Ortaokul ve lisede dersinde çıt çıkaramadığım fen ve kimya hocam vardı. Bütün esprileri falan terslerdi, bi gül be amk. 3 yıl acı çektim resmen. Okul bitti. 2 yıl sonra 3 arkadasimla bizi gördü, ilk görüşmemizdi. Yanimiza sokuldu ve ooo arkadaslar herkes burada dedi, bende yoo sadece üçümüz buradayiz dedim. Cok acaip bozuldu amA güldü. Canim benim ya.
okulun ilk günüydü karının biri elinde tarih kitabıyla geldi dedi ben ne öğretmeniyim? soruya bak bir de yeni başlamışım okula tarih öğretmenisiniz dedim. nerden anladın dedi. hocam tarih kitabıyla giren matematik hocası olamaz dedim..
arkadaslariyla konusan kromozomcuya hoca bağırır.
+ gel buraya asaf.
- sen gel hikmet.
+ saygisizlik yapma.
- tamam hikmet gelir misin?
+ cik dışarı.
- beden dersindeyiz hoca.
tam hatırlamadığım bir hoca beni sınıftan çıkarmak istemişti.
hoca:
-çık dışarı!
last rhymer:
-hocam, müdür bey "bundan sonra dersten atma olmayacak" demişti.
sınıf:
-ooo!
Hiç unutmam lise 3 te fizik hocamız vardı sürekli zıtlaşırdık. Bir gün beni sınıfta küçük düşürmek için aguero sen ne olcaksın büyüyünce dedi alay ederek, ve beklenen cevap gecikmedi; hiç bir şey olamazsam fizik öğretmeni olurum sonra sözlü notu 0.1 vermişti o ayrı konu
yazarların lise yıllarında öğretmenleri ile yaşadığı tartışmalar sonucu öğretmenleri rezil etmeye yönelik yaptıkları eylemlerdir.

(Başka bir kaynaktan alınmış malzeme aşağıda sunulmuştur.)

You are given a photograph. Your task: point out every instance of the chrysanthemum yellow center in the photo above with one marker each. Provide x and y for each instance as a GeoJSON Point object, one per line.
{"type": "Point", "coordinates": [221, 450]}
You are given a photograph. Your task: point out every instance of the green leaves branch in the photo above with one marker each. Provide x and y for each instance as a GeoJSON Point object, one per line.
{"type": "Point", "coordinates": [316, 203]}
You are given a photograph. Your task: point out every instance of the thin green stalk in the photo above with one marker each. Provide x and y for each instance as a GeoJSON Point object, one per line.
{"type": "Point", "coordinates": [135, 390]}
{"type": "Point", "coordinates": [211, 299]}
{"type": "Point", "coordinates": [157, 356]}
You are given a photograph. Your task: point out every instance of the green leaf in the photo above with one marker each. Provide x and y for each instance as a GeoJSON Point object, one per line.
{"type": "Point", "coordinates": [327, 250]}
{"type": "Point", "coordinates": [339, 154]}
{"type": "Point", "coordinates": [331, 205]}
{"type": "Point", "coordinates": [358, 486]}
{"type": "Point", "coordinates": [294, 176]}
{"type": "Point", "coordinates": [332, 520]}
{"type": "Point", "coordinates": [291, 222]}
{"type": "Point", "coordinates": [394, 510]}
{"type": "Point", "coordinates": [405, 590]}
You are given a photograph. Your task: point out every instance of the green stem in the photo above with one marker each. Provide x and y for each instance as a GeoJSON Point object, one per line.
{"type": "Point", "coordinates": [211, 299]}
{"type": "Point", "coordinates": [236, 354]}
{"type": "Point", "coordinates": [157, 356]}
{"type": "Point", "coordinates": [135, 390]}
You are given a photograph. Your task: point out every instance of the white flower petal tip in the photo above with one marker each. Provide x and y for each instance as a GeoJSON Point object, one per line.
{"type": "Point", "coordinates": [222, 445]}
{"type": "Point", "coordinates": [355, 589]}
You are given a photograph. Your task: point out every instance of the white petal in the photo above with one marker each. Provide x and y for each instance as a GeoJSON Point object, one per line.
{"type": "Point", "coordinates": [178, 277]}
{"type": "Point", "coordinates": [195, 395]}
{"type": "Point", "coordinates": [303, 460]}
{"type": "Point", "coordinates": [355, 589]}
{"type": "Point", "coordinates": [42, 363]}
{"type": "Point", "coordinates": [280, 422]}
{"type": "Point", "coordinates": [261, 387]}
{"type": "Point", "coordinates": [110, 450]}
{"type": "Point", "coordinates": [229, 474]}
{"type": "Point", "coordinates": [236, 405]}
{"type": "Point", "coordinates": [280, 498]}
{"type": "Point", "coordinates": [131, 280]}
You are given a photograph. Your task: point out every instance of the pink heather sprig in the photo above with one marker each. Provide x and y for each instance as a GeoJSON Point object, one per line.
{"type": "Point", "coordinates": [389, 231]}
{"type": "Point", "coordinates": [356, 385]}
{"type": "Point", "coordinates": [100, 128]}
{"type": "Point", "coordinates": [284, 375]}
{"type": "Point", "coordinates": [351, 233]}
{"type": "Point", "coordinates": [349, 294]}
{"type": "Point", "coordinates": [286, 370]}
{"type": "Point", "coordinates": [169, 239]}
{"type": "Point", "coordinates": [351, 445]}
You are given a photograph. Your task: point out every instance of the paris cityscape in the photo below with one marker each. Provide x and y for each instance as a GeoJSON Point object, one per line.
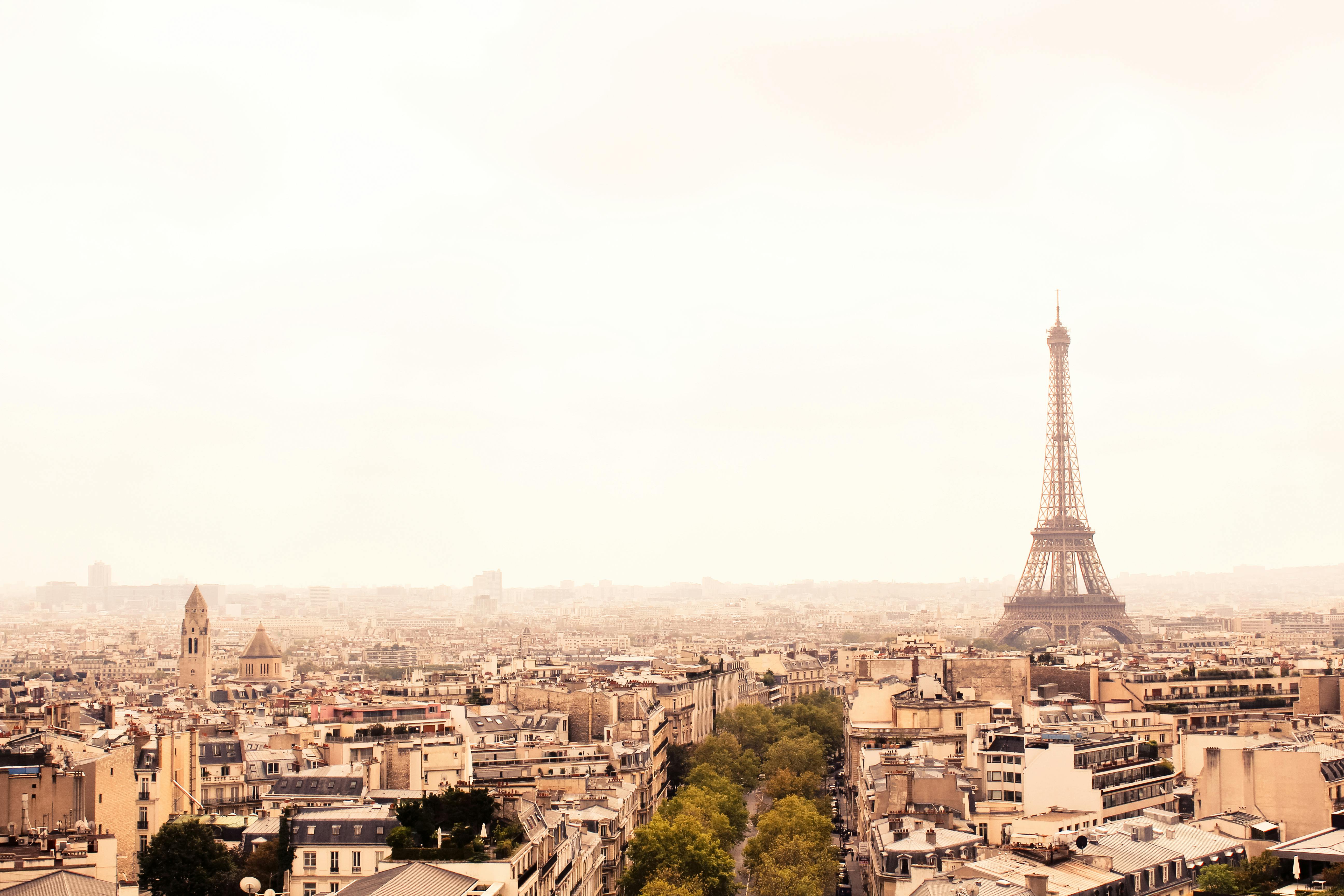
{"type": "Point", "coordinates": [415, 312]}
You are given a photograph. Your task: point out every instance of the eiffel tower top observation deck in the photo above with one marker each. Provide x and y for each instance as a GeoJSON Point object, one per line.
{"type": "Point", "coordinates": [1064, 555]}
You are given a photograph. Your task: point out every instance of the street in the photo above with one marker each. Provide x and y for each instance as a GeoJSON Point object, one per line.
{"type": "Point", "coordinates": [754, 807]}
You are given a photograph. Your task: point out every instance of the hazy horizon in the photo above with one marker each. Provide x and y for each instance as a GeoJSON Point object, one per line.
{"type": "Point", "coordinates": [322, 292]}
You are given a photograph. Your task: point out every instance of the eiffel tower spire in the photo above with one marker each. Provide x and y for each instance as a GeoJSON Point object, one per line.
{"type": "Point", "coordinates": [1064, 587]}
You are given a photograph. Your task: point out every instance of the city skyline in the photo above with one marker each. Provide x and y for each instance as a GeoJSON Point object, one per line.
{"type": "Point", "coordinates": [753, 293]}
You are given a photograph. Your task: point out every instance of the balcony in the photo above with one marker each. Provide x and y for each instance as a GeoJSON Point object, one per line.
{"type": "Point", "coordinates": [1156, 772]}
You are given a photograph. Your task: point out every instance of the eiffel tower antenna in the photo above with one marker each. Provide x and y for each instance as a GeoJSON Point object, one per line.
{"type": "Point", "coordinates": [1064, 587]}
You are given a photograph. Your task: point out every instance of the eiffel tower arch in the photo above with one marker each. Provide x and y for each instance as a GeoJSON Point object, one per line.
{"type": "Point", "coordinates": [1064, 587]}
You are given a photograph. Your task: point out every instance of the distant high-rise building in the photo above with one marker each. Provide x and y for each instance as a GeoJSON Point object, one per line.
{"type": "Point", "coordinates": [100, 576]}
{"type": "Point", "coordinates": [490, 582]}
{"type": "Point", "coordinates": [194, 660]}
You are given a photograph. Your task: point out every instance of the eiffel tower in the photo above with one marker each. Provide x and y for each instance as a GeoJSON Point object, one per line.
{"type": "Point", "coordinates": [1062, 550]}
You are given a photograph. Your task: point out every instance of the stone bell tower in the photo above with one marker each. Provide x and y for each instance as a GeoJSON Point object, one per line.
{"type": "Point", "coordinates": [194, 660]}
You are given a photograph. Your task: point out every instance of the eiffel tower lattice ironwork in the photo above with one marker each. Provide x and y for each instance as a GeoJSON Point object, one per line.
{"type": "Point", "coordinates": [1064, 555]}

almanca dersinde lukasz adında bir arkadaşımızı öğretmen baya bir tiye almıştı. Sınıfta birden fazla leh (polon) olmasına rağmen lehlerle ilgili ırkçı bir şaka yapmıştı.

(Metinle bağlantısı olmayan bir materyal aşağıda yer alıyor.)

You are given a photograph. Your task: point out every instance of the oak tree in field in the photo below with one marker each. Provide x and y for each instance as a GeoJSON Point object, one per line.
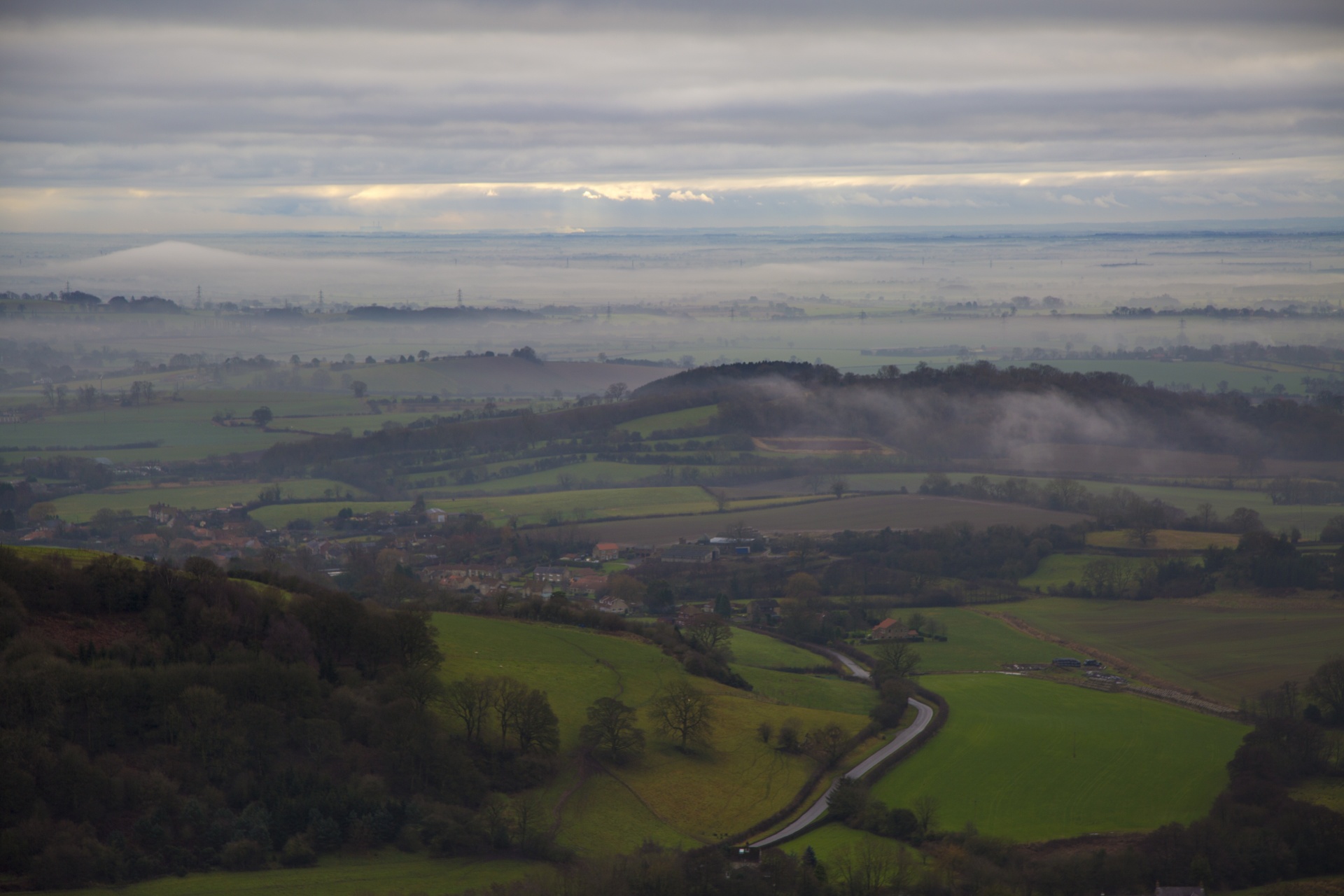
{"type": "Point", "coordinates": [537, 726]}
{"type": "Point", "coordinates": [470, 700]}
{"type": "Point", "coordinates": [708, 631]}
{"type": "Point", "coordinates": [685, 713]}
{"type": "Point", "coordinates": [897, 660]}
{"type": "Point", "coordinates": [610, 729]}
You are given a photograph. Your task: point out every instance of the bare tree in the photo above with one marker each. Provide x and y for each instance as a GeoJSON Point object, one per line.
{"type": "Point", "coordinates": [470, 700]}
{"type": "Point", "coordinates": [507, 700]}
{"type": "Point", "coordinates": [610, 729]}
{"type": "Point", "coordinates": [897, 660]}
{"type": "Point", "coordinates": [685, 713]}
{"type": "Point", "coordinates": [926, 813]}
{"type": "Point", "coordinates": [538, 729]}
{"type": "Point", "coordinates": [707, 631]}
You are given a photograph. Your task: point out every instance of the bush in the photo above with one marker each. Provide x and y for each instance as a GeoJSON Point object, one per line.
{"type": "Point", "coordinates": [244, 855]}
{"type": "Point", "coordinates": [298, 853]}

(lukasz polonya vatandaşı biriydi öğretmen ise safkan alman)
Ve öküz gibi gülmüştü sınıftan gülenlerde vardı. Lukasz baya bozulmuştu çocuk utanmasa ağlayacaktı.
Aylar geçti yılbaşı zamanı geldi ve hediye çekilişi olacaktı. Almanca öğretmeni de bize katıldı ve ilahi adalet bu olsa gerek lukasz'a almanca öğretmeni geldi.
Hediye verme günü geldiğinde herkes birbirine hediye vermiş ve öğretmenin hediyesi masaya bırakılmıştı. Tabi kimin verdiği bilinmiyordu.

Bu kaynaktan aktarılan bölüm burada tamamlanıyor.